The mechanisms by which PGE1 suppresses transforming growth factor beta 1 (TGF-beta 1) induced fibrillar collagen synthesis in human corpus cavernosum smooth muscle cells (HCC SMC) remain undefined. Since PGE1 induces cyclic AMP (cAMP) synthesis in HCC SMC, the aim of this research is to investigate the role of cAMP in the regulation of connective tissue biosynthesis in human corporal smooth muscle cells in culture. HCC SMC were incubated for 24 h in media containing [3H] proline with and without TGF-beta 1 in the presence or absence of agents which modulate cAMP or cGMP synthesis, or hydrolysis.

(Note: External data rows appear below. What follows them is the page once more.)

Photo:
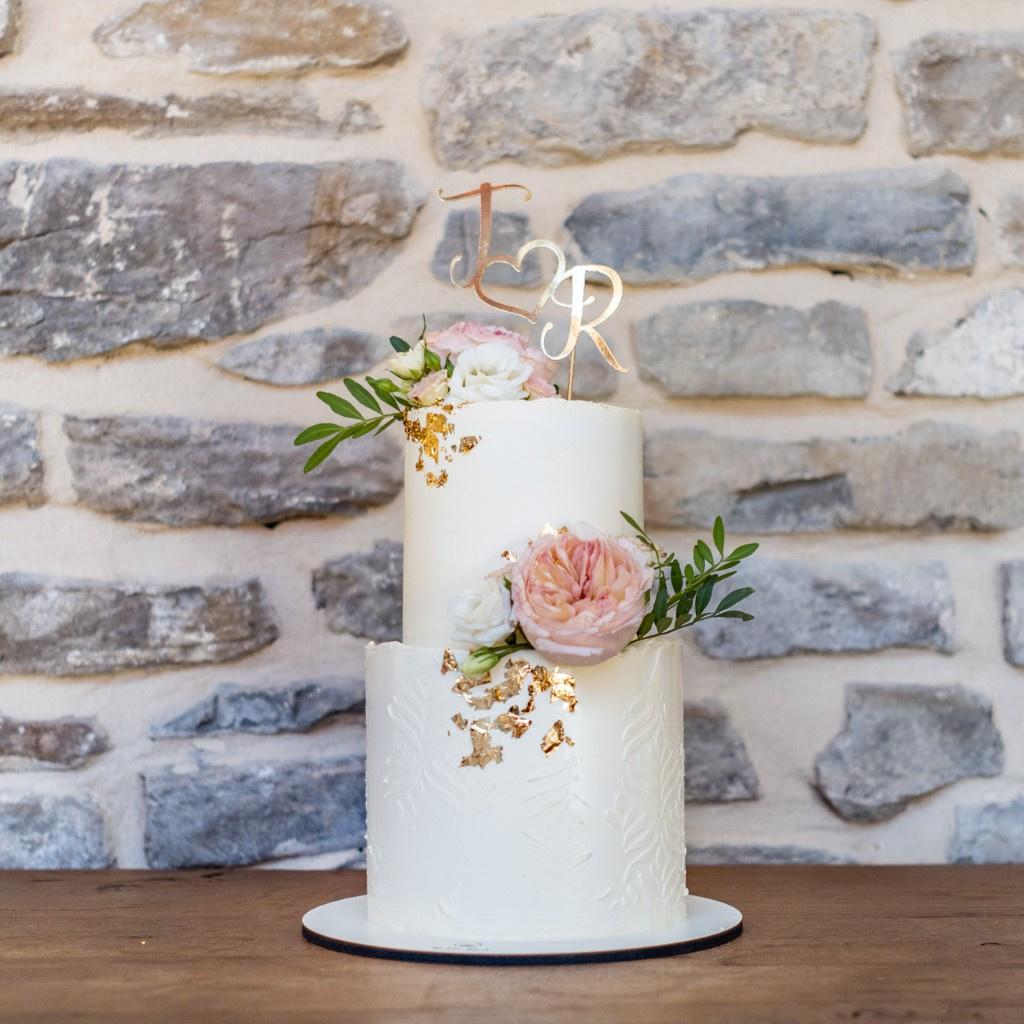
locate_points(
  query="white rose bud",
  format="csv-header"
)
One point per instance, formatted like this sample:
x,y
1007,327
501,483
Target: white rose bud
x,y
482,613
409,366
492,372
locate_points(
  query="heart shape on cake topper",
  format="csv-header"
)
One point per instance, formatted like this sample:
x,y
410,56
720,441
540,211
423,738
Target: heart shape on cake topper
x,y
577,274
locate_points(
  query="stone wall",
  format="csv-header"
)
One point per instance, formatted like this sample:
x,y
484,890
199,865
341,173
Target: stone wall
x,y
209,207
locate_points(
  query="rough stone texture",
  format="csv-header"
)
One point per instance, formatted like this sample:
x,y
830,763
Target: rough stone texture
x,y
58,742
296,708
51,833
8,25
94,257
585,86
756,853
81,628
827,607
900,742
55,111
964,92
313,356
1013,611
718,767
508,232
932,476
1010,228
905,220
982,355
595,380
735,347
990,834
361,592
242,815
20,460
257,37
192,472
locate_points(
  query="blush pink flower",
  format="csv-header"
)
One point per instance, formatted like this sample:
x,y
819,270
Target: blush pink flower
x,y
467,334
580,601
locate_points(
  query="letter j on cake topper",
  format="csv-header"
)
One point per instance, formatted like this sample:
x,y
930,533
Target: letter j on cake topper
x,y
579,278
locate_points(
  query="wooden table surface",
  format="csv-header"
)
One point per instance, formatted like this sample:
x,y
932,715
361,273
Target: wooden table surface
x,y
838,944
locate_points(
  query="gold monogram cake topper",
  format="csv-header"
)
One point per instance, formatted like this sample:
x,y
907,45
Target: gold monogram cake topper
x,y
577,275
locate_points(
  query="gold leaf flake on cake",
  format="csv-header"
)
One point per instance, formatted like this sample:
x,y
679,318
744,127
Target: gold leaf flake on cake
x,y
554,738
484,752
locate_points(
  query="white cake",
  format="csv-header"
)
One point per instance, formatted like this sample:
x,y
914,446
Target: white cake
x,y
586,839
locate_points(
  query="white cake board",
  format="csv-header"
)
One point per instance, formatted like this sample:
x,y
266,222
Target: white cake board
x,y
342,926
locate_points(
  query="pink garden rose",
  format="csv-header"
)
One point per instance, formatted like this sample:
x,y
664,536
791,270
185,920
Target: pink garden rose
x,y
466,334
580,601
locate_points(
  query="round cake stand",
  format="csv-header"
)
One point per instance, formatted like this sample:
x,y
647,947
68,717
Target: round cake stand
x,y
342,926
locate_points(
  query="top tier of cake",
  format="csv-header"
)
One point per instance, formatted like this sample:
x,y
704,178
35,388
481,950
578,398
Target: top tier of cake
x,y
538,463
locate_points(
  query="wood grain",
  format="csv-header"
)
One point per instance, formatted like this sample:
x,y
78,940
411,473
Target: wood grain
x,y
834,944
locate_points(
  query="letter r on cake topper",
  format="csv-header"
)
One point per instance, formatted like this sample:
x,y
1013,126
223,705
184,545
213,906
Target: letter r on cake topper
x,y
578,275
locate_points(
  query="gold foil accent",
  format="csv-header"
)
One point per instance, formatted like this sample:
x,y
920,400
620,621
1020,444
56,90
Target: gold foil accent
x,y
483,751
554,738
513,721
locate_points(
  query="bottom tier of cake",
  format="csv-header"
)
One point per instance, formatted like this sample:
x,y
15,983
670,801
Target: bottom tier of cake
x,y
585,840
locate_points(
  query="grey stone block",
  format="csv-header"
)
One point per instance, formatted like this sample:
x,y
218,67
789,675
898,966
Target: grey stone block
x,y
199,472
229,815
736,347
313,356
832,607
52,833
1013,611
933,476
361,592
586,86
257,37
185,253
964,92
989,834
20,460
55,742
82,628
905,220
980,356
296,708
718,767
901,742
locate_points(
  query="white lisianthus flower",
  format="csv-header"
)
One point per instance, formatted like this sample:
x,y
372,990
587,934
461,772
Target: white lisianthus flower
x,y
482,613
409,366
492,372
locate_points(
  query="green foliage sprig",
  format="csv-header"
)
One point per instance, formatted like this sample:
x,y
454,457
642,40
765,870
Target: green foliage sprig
x,y
682,592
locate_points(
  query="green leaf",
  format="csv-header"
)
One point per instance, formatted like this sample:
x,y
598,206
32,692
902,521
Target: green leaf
x,y
360,394
316,432
704,596
743,551
718,535
662,601
339,406
323,453
733,598
382,392
698,559
677,574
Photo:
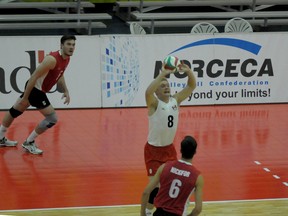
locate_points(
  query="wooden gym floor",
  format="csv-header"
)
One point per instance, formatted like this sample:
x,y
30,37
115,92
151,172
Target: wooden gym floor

Fibrillar collagen synthesis was determined by [3H]-proline incorporation into pepsin-resistant, trichloroacetic acid and precipitable protein. TGF-beta 1-induced collagen synthesis in HCC SMC was inhibited by receptor-mediated (PGE1) and non-receptor-mediated (forskolin) increases in cAMP synthesis, as well as the cell-permeable analog, dibutyryl cAMP. Sodium nitroprusside, a nitric oxide donor, and the cell-permeable analog, dibutyryl cGMP had no effect on TGF-beta 1-induced collagen synthesis. Cyclic AMP synthesis in HCC SMC inhibits TGF-beta 1-induced collagen synthesis. Agents which increase cAMP through specific G-protein-coupled receptors, direct stimulation of adenylate cyclase, or inhibition of phosphodiesterase activity could have beneficial effects as modulators of corpus cavernosum connective tissue biosynthesis.